Andy felt that each question was a personal challenge, that he was called upon to defend the white man's ways. That meant these raiders did not entirely accept him as Comanche, just as many people around the settlements did not fully accept him as white.

He explained, "In the white man's eyes, to own land is a thing of honor. It means he is free and does not have to do as another bids him."

"But
we
are free," Horse Runner argued. "We do not have to do as any man tells us unless it is our wish. Yet we do not each claim one piece of land." He made a long sweep with his hand. "Together, we own it all."

You own it until the white man decides to take it, and he will, Andy thought. "All people do not have the same ways," he said.

Horse Runner grunted. "The whites are not true human beings. I do not understand how you can live among them."

""There are some bad ones," Andy conceded. "But there are many more who have good hearts."

"If their hearts are good, why do they take away what is ours? We won this land. Our grandfathers fought many battles to take it from the Apaches. The white man has no right."

Andy could see the inconsistency in Horse Runner's viewpoint. Rusty would say the Comanche had won the land by conquest from weaker people and now was losing it the same way to a stronger people. But nevertheless Andy's sympathy lay heavily with the Comanche.

He was relieved of the necessity for further argument when a young warrior hurried down the creek bank, motioning excitedly. "Three horsemen come. They are
teibo
."

White men. Andy moved up the bank far enough to see over the edge. The riders were three hundred yards away. They could not see the danger that awaited them, for the warriors had camped beneath the creek bank, out of sight. He wondered that they did not detect the smell of wood smoke, for the breeze was moving in their direction. They were blissfully complacent. Carelessness was a white-man trait that had brought many to a sudden death.

The warriors quickly caught and mounted their horses. Andy sensed the electricity of their excitement, though they remained quiet so they would not alarm their quarry too soon.

Horse Runner said, "Get on your horse and ride with us. Three good scalps are there for the taking."

"They may not be the right ones."

"It does not matter. They are Texans."

Andy wished he could be somewhere else, anywhere else. He had killed once and regretted it ever since. Though he occasionally made bold talk, he had no real wish to bloody his hands again, especially on strangers who had done him no wrong.

He squinted, trying to see more clearly.
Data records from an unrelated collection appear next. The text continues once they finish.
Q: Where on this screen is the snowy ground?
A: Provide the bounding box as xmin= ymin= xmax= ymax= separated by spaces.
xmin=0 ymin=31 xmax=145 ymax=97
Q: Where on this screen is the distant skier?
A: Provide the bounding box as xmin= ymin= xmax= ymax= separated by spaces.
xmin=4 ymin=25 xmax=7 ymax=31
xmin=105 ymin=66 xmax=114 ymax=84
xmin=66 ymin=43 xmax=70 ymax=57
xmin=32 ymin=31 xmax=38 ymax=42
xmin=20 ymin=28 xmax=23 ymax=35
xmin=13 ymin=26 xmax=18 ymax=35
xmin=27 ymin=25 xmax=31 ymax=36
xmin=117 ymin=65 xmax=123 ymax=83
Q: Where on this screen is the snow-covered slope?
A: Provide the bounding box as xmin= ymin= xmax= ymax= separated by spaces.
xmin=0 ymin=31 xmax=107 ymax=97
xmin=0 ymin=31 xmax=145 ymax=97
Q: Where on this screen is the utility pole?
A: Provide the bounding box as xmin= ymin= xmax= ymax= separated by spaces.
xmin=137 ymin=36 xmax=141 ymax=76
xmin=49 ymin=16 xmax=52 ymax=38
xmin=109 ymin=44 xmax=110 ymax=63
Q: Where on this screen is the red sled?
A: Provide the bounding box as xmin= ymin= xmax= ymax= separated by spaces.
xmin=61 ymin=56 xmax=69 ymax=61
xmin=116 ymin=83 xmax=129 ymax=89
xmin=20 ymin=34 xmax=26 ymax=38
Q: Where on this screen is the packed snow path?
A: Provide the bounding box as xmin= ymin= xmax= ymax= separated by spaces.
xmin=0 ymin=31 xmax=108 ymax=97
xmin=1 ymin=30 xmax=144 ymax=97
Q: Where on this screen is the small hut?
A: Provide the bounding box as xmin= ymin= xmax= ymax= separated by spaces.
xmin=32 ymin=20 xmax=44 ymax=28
His breath stopped for a moment. One of the horsemen was Clyde Oldham. Andy had learned to identify him at almost any distance by the way he sat a little off-center in the saddle, comfortable for him perhaps but tiring to his mount. Another rider had but one arm. This must be Buddy Oldham. The third was probably the deputy who had been with them before.

Horse Runner grabbed the back of Andy's shirt and almost lifted him onto the sorrel horse. "Come on," he shouted. "You may take one of the scalps." Given no choice, Andy mounted as Horse Runner and the other warriors scrambled up the creek bank.

Around him, the men began whooping and yelping, eager for the kill.

The three riders instantly saw their peril and jerked their mounts around, whipping them furiously. Hooves pounded the earth and sent clods of dirt flying behind them.

Andy soon realized that the race was uneven. The Oldhams and the deputy rode grain-fed horses, whereas the warriors' mounts subsisted on grass. Andy found himself ahead of the Comanches, for the sorrel was stronger than their horses. But his incentive for catching the Oldhams was less compelling than the Oldhams' for getting away.

The chase stretched for more than a mile before it became obvious that the white men would escape. Andy began drawing on the reins. Most of the Indians pulled up on either side of him. A few were still determined to continue the contest though it was clearly lost.